Sustained release formulations should generally only be initiated in the acute setting if pain is present most of the time and it is assumed that the pain generator will last for an extended period of time (e.g., >2 weeks). If the pain is more incident related or expected to be of a brief duration, then immediate release agents should be employed. If initiating or increasing a sustained release opioid (e.g., if greater than four rescue doses are needed in 24 h while on a sustained release agent); start or go up on the sustained release agent by 50-100% of the total 24-h breakthrough dose used. When using a sustained release opioid, also provide doses of an immediate release opioid equivalent to 10-15% of the 24 h total, to be used every few hours for breakthrough pain.

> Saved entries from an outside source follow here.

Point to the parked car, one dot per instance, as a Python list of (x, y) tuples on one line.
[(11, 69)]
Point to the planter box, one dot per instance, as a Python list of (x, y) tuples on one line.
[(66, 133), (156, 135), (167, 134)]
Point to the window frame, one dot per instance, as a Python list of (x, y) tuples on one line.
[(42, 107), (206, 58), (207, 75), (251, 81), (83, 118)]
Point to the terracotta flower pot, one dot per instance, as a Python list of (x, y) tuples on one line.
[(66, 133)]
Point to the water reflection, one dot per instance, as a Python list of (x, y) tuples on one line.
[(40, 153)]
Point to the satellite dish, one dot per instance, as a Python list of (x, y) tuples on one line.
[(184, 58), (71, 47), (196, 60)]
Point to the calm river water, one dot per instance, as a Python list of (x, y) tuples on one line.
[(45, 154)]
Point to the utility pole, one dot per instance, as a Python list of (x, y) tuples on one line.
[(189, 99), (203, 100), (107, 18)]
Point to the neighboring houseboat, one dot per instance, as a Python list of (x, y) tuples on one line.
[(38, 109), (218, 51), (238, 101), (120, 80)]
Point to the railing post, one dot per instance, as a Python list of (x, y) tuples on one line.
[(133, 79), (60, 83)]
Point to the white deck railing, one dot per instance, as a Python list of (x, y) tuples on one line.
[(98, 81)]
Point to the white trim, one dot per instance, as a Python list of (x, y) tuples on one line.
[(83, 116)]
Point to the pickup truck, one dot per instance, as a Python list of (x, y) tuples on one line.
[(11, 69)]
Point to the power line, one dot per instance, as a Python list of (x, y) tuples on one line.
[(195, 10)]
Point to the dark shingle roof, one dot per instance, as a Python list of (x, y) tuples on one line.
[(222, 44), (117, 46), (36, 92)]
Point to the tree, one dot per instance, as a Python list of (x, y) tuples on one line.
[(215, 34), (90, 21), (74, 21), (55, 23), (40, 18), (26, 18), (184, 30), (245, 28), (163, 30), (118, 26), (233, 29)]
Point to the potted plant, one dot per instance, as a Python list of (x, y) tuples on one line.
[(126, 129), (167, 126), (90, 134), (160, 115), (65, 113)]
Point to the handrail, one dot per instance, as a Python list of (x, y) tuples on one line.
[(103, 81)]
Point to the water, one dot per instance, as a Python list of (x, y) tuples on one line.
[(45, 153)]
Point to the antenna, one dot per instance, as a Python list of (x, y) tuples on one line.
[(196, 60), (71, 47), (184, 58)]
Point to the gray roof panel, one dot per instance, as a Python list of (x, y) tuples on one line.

Transdermal fentanyl is not appropriate for acute pain, especially in the opioid naïve. There is a black box warning against its use in the acute setting due to the risk of severe respiratory depression from the delayed peak effect of the drug as the pain level decreases. It is intended for use in patients who are already tolerant to opioids of comparable potency.
Methadone is not appropriate as the first-line agent in the acute setting, especially in the opioid naïve. Its use requires an understanding of the unique pharmacology of the drug, especially its extended duration of action and its dose-dependent potency. Also, as it takes a few days to reach a stable plasma concentration, patients will need to be followed closely to monitor for effectiveness and side effects. It must also be realized that methadone is a racemic mixture of a |x agonist and an NMDA antagonist (see the section "Adjuvant Analgesics") which causes patients to have a lesser degree of tolerance development.